With the aim of increasing nutritional literacy in the Denver metro area, Paez is working to improve education and resources for some of the city’s most vulnerable.
Based on the Rescue Mission’s identified needs, Paez has co-created informational posters, created nutritious meals with shelter chefs, developed a cookbook and has just launched cooking classes that teach families to prepare meals that are both delicious and nutritious.
“I thought it would be a great opportunity to not only be able to help, but help in a way that hadn’t been thought of before,” says Paez, a sophomore. “A big theme at A Community Table this year was economic growth. I feel as though people see that as, ‘How can we get more job opportunities? How can we get more sustainable housing?’ And I wanted to approach it as, ‘How can I make someone feel better about their situation?”
What started as volunteer work, recovering uneaten food from the dining halls and making peanut butter and jelly sandwiches for the homeless, took the next step thanks to funding from the Center for Community Engagement to advance Scholarship and Learning (CCESL). A $2,000 Advancing Community-Engaged (ACE) Student Scholarship Grant got Paez’s project off the ground and paid for all of her project materials. The grant is funded by DU Grand Challenges and the Arthur Vining Davis Foundations.
Then, Paez became a Grand Challenges Champion, partnering with a faculty member to document her experience and share it with others.

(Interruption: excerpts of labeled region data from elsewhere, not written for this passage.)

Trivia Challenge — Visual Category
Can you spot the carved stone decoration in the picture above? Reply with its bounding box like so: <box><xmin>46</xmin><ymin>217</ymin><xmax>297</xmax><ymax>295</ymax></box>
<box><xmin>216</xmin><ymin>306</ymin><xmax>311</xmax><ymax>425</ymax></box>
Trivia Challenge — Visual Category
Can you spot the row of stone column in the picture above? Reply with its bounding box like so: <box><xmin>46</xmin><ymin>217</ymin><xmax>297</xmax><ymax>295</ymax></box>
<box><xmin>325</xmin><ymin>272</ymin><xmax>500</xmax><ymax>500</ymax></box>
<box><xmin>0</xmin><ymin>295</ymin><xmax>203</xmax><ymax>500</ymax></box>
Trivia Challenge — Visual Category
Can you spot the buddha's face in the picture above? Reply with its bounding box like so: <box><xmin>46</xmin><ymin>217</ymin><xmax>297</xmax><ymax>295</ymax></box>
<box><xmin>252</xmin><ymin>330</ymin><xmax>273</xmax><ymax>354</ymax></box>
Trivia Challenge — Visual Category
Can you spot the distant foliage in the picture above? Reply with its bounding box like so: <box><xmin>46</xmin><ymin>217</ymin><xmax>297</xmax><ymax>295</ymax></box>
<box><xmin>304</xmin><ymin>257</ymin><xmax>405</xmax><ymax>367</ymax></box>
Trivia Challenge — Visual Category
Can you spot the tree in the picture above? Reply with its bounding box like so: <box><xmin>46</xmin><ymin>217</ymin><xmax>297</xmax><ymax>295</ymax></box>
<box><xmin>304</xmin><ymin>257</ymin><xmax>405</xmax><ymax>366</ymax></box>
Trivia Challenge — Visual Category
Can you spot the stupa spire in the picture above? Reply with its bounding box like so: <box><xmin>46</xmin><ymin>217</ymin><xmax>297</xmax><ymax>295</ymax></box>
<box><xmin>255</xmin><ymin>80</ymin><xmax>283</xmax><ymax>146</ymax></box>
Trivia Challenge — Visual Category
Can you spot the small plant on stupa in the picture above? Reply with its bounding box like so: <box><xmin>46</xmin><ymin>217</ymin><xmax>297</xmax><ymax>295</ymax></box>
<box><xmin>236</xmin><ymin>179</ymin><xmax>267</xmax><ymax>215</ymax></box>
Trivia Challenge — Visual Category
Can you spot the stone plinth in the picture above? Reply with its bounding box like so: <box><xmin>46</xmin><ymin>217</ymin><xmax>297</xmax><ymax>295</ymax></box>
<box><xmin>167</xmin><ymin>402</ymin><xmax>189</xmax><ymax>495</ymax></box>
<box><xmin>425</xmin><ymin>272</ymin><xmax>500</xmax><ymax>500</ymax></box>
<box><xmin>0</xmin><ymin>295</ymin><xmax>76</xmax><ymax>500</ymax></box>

It is precisely what Paez had in mind when she transferred to DU, in search of a holistic university that focused on improving the community.
“The idea of DU Grand Challenges is looking at a multifaceted issue in society that you’re really passionate about and seeing the different ways that you can influence that and then how that can influence other issues in society,” Paez says. “[The work with CCESL] has given me the opportunity to construct this project and see where it goes and how it can develop.”